Das ist einer der Gründe dafür, weshalb in den sozialen Netzwerken die Stimmung gegen die Ministerin Faeser kurzfristig auf den Siedepunkt stieg, nachdem erste Ideen bekannt wurden.

Man fragt sich auch, welcher gesellschaftliche Missstand den politischen Erwägungen Faesers zugrunde liegt. Zum Beispiel Berlin: In der Bundeshauptstadt hat inzwischen jeder dritte Polizist einen Migrationshintergrund, was auch, angesichts der Zusammensetzung der Stadtbevölkerung, sinnvoll ist. Berlin liegt mit seinem polizeilichen Migrantenanteil deutschlandweit an der Spitze – aber die diesbezüglichen Zahlen steigen in allen Bundesländern – auch in Bayern.

Ein alter rot-grüner Gedanke ist Kern des „Bundespartizipationsgesetzes“

Was sich allerdings, ausweislich von Polizeiforschern, nicht bestätigt hat, ist die linke Erwartung oder Hoffnung, dass etwa ein türkischstämmiger Polizist einem türkischstämmigen Kriminellen mehr Verständnis entgegenbringt als ein Polizist deutscher Herkunft. Was man als Staatsbürger auch nur begrüßen kann.

Außerdem herrscht Facharbeitermangel überall – auch bei der Polizei. Dort sind migrantische Beamtenanwärter ohnehin gefragt – weshalb sollte man deren Einstellung mit einem eigenen Gesetz dann auch noch fördern?

Der – parteipolitische – Grund dafür steckt im Namen von Faesers Idee: „Bundespartizipationsgesetz“. Dahinter steckt ein alter rot-grüner Gedanke: Dass Vertreter gesellschaftlicher Gruppen gemäß ihrem prozentualen Anteil in der Bevölkerung repräsentiert sein müssten – auch und gerade im Staatsdienst.

Das führt zu einem grundsätzlichen Einwand gegen die Idee: Ein Beamter ist dem Gemeinwohl verpflichtet. Ein schwarzer Steuerbeamter würde gegen seinen Amtseid verstoßen, wenn er schwarze Steuerhinterzieher bevorzugen würde. Ein weißer Finanzbeamter würde gleichfalls gegen seinen Amtseid verstoßen, wenn er weiße Steuerhinterzieher bevorzugen würde – und schwarze benachteiligen.

Wer Migranten aus Prinzip bevorzugen will, geht ein erhebliches Verfassungsrisiko ein

Woraus sich ein allgemeiner Grundsatz über das Gemeinwesen und den Gedanken der Repräsentation ableiten lässt: Die Demokratie besteht nicht in der Abbildung aller möglichen Gruppen in Staat und Regierung.

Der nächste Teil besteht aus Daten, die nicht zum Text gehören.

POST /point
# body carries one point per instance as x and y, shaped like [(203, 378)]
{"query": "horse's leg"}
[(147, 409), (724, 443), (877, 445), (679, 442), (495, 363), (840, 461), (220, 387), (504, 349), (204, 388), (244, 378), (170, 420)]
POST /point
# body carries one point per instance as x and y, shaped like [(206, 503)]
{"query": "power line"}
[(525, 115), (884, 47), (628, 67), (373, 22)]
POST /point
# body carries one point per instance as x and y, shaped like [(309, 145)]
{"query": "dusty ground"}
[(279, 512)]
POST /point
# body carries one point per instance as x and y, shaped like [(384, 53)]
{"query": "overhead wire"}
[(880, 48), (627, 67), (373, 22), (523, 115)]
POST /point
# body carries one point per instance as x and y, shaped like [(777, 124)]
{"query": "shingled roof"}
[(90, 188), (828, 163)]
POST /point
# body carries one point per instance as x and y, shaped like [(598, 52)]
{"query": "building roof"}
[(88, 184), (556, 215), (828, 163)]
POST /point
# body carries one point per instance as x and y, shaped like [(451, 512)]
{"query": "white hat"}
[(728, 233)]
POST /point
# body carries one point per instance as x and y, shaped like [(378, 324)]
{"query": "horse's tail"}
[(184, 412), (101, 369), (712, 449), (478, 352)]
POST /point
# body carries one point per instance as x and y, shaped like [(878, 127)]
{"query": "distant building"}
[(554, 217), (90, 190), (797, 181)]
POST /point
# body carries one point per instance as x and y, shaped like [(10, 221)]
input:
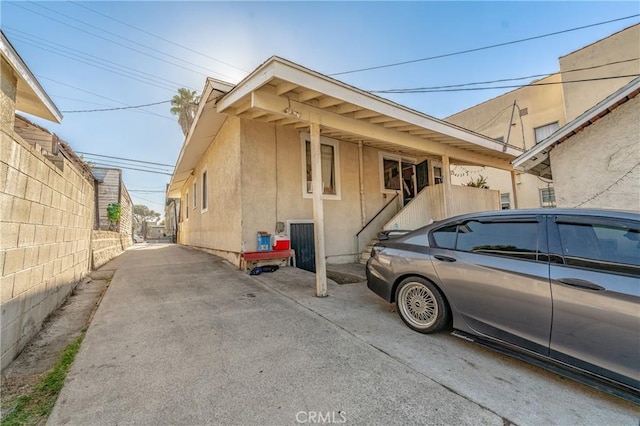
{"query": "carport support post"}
[(514, 189), (318, 212), (446, 186)]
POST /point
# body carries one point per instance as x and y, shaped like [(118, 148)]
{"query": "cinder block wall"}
[(46, 219), (105, 245)]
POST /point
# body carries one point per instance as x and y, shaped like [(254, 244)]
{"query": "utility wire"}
[(117, 164), (98, 62), (117, 43), (508, 79), (101, 96), (482, 48), (593, 197), (131, 168), (125, 39), (159, 37), (504, 87), (126, 159), (117, 109)]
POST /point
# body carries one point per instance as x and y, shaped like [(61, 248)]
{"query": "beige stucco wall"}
[(46, 218), (219, 227), (599, 167), (618, 47), (544, 105), (272, 176)]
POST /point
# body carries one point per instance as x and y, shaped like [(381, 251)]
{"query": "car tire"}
[(421, 306)]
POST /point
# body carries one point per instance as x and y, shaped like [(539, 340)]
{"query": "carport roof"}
[(287, 94)]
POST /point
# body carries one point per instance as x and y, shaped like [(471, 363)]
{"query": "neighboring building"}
[(289, 150), (154, 231), (46, 209), (110, 189), (594, 160), (171, 215), (526, 116)]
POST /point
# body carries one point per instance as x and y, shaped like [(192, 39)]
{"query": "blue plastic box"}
[(264, 241)]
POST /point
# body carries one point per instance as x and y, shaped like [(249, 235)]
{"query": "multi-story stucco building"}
[(526, 116)]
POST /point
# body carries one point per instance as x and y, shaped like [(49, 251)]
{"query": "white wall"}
[(599, 167)]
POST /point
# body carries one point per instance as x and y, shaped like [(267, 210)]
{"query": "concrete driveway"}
[(183, 338)]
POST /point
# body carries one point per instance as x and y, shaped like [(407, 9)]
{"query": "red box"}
[(282, 244)]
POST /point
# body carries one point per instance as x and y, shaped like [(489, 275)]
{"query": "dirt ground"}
[(60, 329)]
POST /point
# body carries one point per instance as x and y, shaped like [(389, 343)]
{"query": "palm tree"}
[(184, 105)]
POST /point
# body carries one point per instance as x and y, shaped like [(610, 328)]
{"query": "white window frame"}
[(382, 155), (195, 194), (304, 138), (186, 202), (204, 201), (505, 205), (550, 204)]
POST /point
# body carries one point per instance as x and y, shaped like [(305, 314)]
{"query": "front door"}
[(303, 242), (408, 182)]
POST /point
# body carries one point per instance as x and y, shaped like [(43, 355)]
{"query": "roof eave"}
[(31, 98)]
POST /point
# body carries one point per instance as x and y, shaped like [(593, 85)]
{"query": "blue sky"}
[(74, 48)]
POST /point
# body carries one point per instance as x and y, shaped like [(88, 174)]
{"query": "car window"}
[(518, 240), (445, 237), (609, 248), (419, 239)]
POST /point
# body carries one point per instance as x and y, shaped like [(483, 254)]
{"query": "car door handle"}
[(576, 282), (445, 258)]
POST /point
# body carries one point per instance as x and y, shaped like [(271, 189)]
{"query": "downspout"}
[(363, 212), (506, 143)]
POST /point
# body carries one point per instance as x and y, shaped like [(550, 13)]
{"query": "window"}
[(330, 165), (511, 239), (505, 201), (544, 132), (608, 248), (437, 175), (391, 174), (186, 203), (445, 237), (204, 191), (195, 192), (547, 197)]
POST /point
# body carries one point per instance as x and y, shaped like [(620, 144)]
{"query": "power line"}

Das Geschlecht oder die Herkunft dürfen – aus guten Gründen – nicht wichtiger sein für die Berufung oder Beförderung von Staatsdienern; wichtiger als deren Leistung. Oder anders, positiv formuliert:

Wer hoheitliche Aufgaben übernimmt, repräsentiert dabei die gesamte Bevölkerung – und nicht bestimmte Gruppen, die immer nur einen Teil der Gesellschaft ausmachen. So steht es nicht nur im Beamtengesetz, sondern so sieht es auch die Europäische Rechtsprechung.

Was bedeutet: Wer Migranten aus Prinzip bevorzugen will, geht ein erhebliches Verfassungsrisiko ein. Einmal abgesehen von politischen Fallstricken: Die Migrationspolitik dieser Bundesregierung ist ein Grund für deren beachtlichen Vertrauensverlust in der Bevölkerung. Die Zahl der Einbürgerungen wird in diesem Jahr steigen, haben Nachfragen in den Bundesländern ergeben. Das ist ein von der Bundesregierung beabsichtigter Effekt ihrer Gesetzgebung zur erleichterten Einbürgerung. Populär ist das allerdings nicht.

Folgt auf die Migrantenquote als Nächstes eine Trans-Quote für die LGBTQ -Community?

Schließlich: Was wird eigentlich als Nächstes kommen? Denn: Wer der einen mutmaßlich benachteiligten Gruppe einen Vorteil gewährt, wird diesen der nächsten mutmaßlich benachteiligten Gruppe kaum verweigern können, also: Folgt auf die Migrantenquote im Öffentlichen Dienst als Nächstes eine Trans-Quote für die LGBTQ-Community?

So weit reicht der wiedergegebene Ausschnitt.